<h1 align="center">6. NumPy</h1>

## 6.1 Introduction 

The **NumPy** (Numerical Python) library first appeared in 2006 and is the preferred Python array implementation. It offers a high-performance, richly functional n-dimensional array type called **ndarray**, which from this point forward we’ll refer to by its synonym, array. 

NumPy is one of the many open-source libraries that the Anaconda Python distribution installs. Operations on arrays are up to two orders of magnitude faster than those on lists.

According to libraries.io, over 450 Python libraries depend on NumPy. Many popular data science libraries such as Pandas, SciPy (Scientific Python) and Keras (for deep learning) are built on or depend on NumPy.
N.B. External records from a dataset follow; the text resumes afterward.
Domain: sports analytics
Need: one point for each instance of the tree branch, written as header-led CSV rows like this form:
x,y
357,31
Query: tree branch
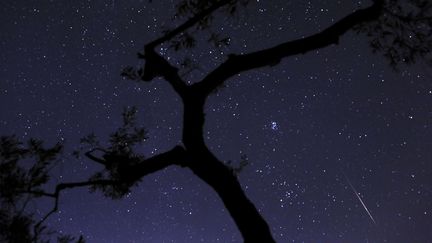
x,y
272,56
56,196
156,66
176,156
89,154
186,25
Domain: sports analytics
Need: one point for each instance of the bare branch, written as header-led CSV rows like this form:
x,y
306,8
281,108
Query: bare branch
x,y
56,196
89,154
272,56
186,25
## 6.2 Creating arrays from Existing Data

The NumPy documentation recommends importing the **numpy module** as np so that you can access its members with "np.":

In [1]:
import numpy as np

The numpy module provides various functions for creating arrays. Here we use the **array** function, which receives as an argument an array or other collection of elements and returns a new array containing the argument’s elements. 

In [2]:
numbers = np.array([2, 3, 5, 7, 11])

In [3]:
type(numbers)

numpy.ndarray

In [4]:
numbers

array([ 2,  3,  5,  7, 11])

#### Multidimensional ArgumentsMultidimensional Arguments

In [5]:
np.array([[1, 2, 3], [4, 5, 6]])

array([[1, 2, 3],
       [4, 5, 6]])

#### Exercise

Create a one-dimensional array from a list comprehension that produces the even integers from 2 through 20.

In [6]:
np.array([x for x in range(2, 21, 2)])

array([ 2,  4,  6,  8, 10, 12, 14, 16, 18, 20])
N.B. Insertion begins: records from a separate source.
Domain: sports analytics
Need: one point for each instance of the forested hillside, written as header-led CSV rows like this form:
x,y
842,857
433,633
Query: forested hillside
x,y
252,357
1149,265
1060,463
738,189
Create a 2-by-5 array containing the even integers from 2 through 10 in the first row and the odd integers from 1 through 9 in the second row.

In [7]:
np.array([[x for x in range(2, 11, 2)],[x for x in range(1, 10, 2)]])

array([[ 2,  4,  6,  8, 10],
       [ 1,  3,  5,  7,  9]])

## 6.3 array Attributes

In [8]:
integers = np.array([[1, 2, 3], [4, 5, 6]])
integers

array([[1, 2, 3],
       [4, 5, 6]])

In [9]:
floats = np.array([0.0, 0.1, 0.2, 0.3, 0.4])
floats

array([0. , 0.1, 0.2, 0.3, 0.4])

#### Determining an array’s Element Type

In [10]:
integers.dtype

dtype('int64')

In [11]:
floats.dtype

dtype('float64')

For performance reasons, NumPy is written in the C programming language and uses C’s data types. 
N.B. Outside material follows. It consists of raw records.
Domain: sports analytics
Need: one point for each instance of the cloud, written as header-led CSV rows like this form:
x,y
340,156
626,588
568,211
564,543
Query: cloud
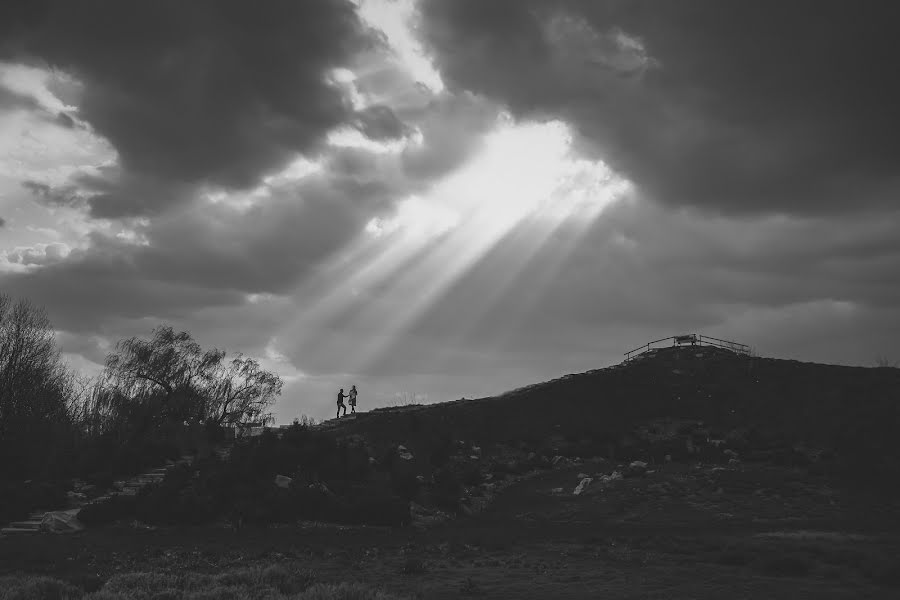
x,y
40,254
208,92
379,122
727,106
By default, NumPy stores integers as the NumPy type int64 values — which correspond to 64-bit (8-byte) integers in C — and stores floating-point numbers as the NumPy type float64 values — which correspond to 64-bit (8-byte) floating-point values in C.

#### Determining an array’s Dimensions

In [12]:
integers.ndim

2

In [13]:
floats.ndim

1

In [14]:
integers.shape

(2, 3)

In [15]:
floats.shape

(5,)

#### Determining an array’s Number of Elements and Element Size

In [16]:
integers.size

6

In [17]:
integers.itemsize  # 4 if C compiler uses 32-bit ints

8

In [18]:
floats.size

5

In [19]:
floats.itemsize

8

#### Iterating Through a Multidimensional array’s Elements

In [20]:
for row in integers:
    for col in row:
        print(col, end=' ')
    print()

1 2 3 
4 5 6 


In [21]:
for i in integers.flat:
    print(i, end=' ')

1 2 3 4 5 6 

## 6.4 Filling arrays with Specific Values

NumPy provides functions **zeros**, **ones** and **full** for creating arrays containing 0s, 1s or a specified value, respectively. By default, zeros and ones create arrays containing float64 values.

In [22]:
np.zeros(5)

array([0., 0., 0., 0., 0.])

In [23]:
np.ones((2, 4), dtype=int)

array([[1, 1, 1, 1],
       [1, 1, 1, 1]])

In [24]:
np.full((3, 5), 13)

array([[13, 13, 13, 13, 13],
       [13, 13, 13, 13, 13],
       [13, 13, 13, 13, 13]])

#### Exercise

Create a numpy array of size 10, filled with zeros.

In [25]:
np.array([0] * 10)

array([0, 0, 0, 0, 0, 0, 0, 0, 0, 0])

In [26]:
np.zeros(10, dtype=int)

array([0, 0, 0, 0, 0, 0, 0, 0, 0, 0])

Create a numpy matrix of 2*2 integers, filled with ones.

In [27]:
np.ones((2, 2), dtype=np.int64)

array([[1, 1],
       [1, 1]])

Create a numpy matrix of 4*4 integers, filled with fives.

In [28]:
np.full((4,4), 5, dtype=np.int64)

array([[5, 5, 5, 5],
       [5, 5, 5, 5],
       [5, 5, 5, 5],
       [5, 5, 5, 5]])

In [29]:
np.ones((4,4)) * 5

array([[5., 5., 5., 5.],
       [5., 5., 5., 5.],
       [5., 5., 5., 5.],
       [5., 5., 5., 5.]])

## 6.5 Creating arrays from Ranges

#### Creating Integer Ranges with arange

In [30]:
np.arange(5)

array([0, 1, 2, 3, 4])

In [31]:
np.arange(5, 10)

array([5, 6, 7, 8, 9])

In [32]:
np.arange(10, 1, -2)

array([10,  8,  6,  4,  2])

#### Creating Floating-Point Ranges with linspace

In [33]:
np.linspace(0.0, 1.0, num=11)

array([0. , 0.1, 0.2, 0.3, 0.4, 0.5, 0.6, 0.7, 0.8, 0.9, 1. ])

#### Reshaping an array

In [34]:
np.arange(1, 21).reshape(4, 5)

array([[ 1,  2,  3,  4,  5],
       [ 6,  7,  8,  9, 10],
       [11, 12, 13, 14, 15],
       [16, 17, 18, 19, 20]])

#### Exercise

Use NumPy function arange to create an array of 20 even integers from 2 through 40, then reshape the result into a 4-by-5 array.

In [35]:
np.arange(2, 41, 2).reshape(4, 5)

array([[ 2,  4,  6,  8, 10],
       [12, 14, 16, 18, 20],
       [22, 24, 26, 28, 30],
       [32, 34, 36, 38, 40]])

Create a numpy array with numbers from 1 to 10, in descending order.

In [36]:
np.arange(10,0,-1)

array([10,  9,  8,  7,  6,  5,  4,  3,  2,  1])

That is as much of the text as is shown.